I’m grateful for this contribution from Emma Blackburn – a student of the Norse language.
Fær – and fé in old norse – relate to sheep, as indeed you have with the Faeroe Islands and Fair Isle. And by cognisance – these also in turn refer to wealth – as in those days one would count one’s wealth in the Nordic countries of pre-viking age – and of those non-vikings of that period – in sheep. So to begin with we can assume the one and the other – fær and fé.
We must also say that vowels change a lot from dialect to dialect. On Orkney today, where of course a form of Norse was spoken until perhaps the 18th century – this was known there as the Orkney Norn – you can still tell if someone comes from the mainland or the south isles or the north isles – if they are natives You used to be able to tell if they came from regions just 5 miles apart but with the centralisation in Kirkwall a standardisation has occurred which is not unexpected.
So fær or fé – to Fair – is not a huge jump.
Then we have “weather” – which is “veður” in old norse – and – meaning “weather”
The character “ð” was also used in anglo saxon in the same way as in norse and in pronunciation in both languages was represented by the TH sound that you get in the sounds THE THIS THAT THOUGH – the character was called – and still is – in Icelandic ETH – with the TH pronounced as in English THE (feather)
By contrast – both Norse and Anglo Saxon used the character “þ” – called THORN – but pronounced in modern day Icelandic as “THOTN” – to represent the sound that we use when we say THROUGH or THORN or THREAD
As Britain was a melting pot of cultures – (the celts largely pushed aside) – the convergence of the norse and the saxon formed a form of “pidgin” which ultimately developed into what we have now as English.
So the cultures merged – and Scots (as a form of Anglic/English) emerged – with a people having forgotten the root language – and so the ð looked like a “d” and was transcribed as such when it was only seen written – hence WEDDER in some cases – and indeed in WEDDERBURN – and in others where it was heard and so transcribed as the new WEATHER – because of the difference in representation of the sound – but to all intents and purposes they are the same.
So what does FAIRWEATHER mean?
Well – there is a third option – VEIĐA – which just just veiða in capitals – also means “to catch” from the old norse.

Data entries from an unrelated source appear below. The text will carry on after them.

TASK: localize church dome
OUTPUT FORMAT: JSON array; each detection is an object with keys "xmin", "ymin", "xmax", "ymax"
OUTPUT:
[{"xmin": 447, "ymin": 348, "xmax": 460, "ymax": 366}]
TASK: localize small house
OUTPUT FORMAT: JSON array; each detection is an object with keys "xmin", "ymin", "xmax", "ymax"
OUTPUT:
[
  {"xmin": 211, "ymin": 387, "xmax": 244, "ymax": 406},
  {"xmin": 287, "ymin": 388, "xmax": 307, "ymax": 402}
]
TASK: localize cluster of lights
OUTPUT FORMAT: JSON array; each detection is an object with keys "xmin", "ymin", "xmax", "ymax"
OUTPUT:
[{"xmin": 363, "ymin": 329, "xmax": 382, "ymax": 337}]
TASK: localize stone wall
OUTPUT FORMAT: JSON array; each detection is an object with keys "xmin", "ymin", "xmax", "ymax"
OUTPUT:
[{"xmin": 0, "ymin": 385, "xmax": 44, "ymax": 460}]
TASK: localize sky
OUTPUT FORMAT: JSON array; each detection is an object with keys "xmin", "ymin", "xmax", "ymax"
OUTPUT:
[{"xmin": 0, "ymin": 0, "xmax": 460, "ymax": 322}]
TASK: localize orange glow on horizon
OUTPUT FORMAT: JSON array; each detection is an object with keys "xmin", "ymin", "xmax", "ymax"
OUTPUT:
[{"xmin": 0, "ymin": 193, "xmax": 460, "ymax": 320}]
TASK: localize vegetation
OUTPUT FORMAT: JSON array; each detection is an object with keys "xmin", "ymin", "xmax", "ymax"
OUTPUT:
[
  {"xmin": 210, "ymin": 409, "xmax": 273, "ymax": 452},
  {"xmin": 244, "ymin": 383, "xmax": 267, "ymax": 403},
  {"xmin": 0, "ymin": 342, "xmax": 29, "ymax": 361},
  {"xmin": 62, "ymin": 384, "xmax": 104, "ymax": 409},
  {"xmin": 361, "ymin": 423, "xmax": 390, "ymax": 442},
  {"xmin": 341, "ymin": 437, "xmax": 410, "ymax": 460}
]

I suppose your ancestors could have been “sheep-catchers” – or “shepherds” – effectively.
Although Fe means sheep in old norse it also means riches – I suppose because the value of wealth in sheep – but equally when applied by the norse in Scotland it could equally have meant cattle as some parts of Scotland are more given over to cattle whilst others are to sheep. Furthermore – I am reading Stuart McHardy’s “pagan symbols of the picts”and he relates a tale I have come across quite a bit lately – which is that the picts were great runners and the men trained themselves in endurance by running considerable distances to “snatch” the cattle and or sheep of neighbouring tribes and the object was to make off with them without being caught. So although the words are Norse – the tradition it seems is Pictish. Of course, just because language changes in a particular place – this does not mean that the people are changed out. So perhaps your family are inherently indigenous but just bearers of a Nordic name because the language shifted with the arrival of a good many norse at a given period. So fe-veida may have more to do with animal-napping (stealing) than with sheep-hearding!
I am sure you are all very sunny-dispositioned people too – but I think that is rather more modern than your practical history – particularly as norse (sur)names were geographically given – patronymics – occupations – or nicknames – such as LANGBEN (long-legs). I am sure Fairweather’s were all jolly souls for not being impoverished but being wealthy due to their fine flocks of sheep – and long may the good times come!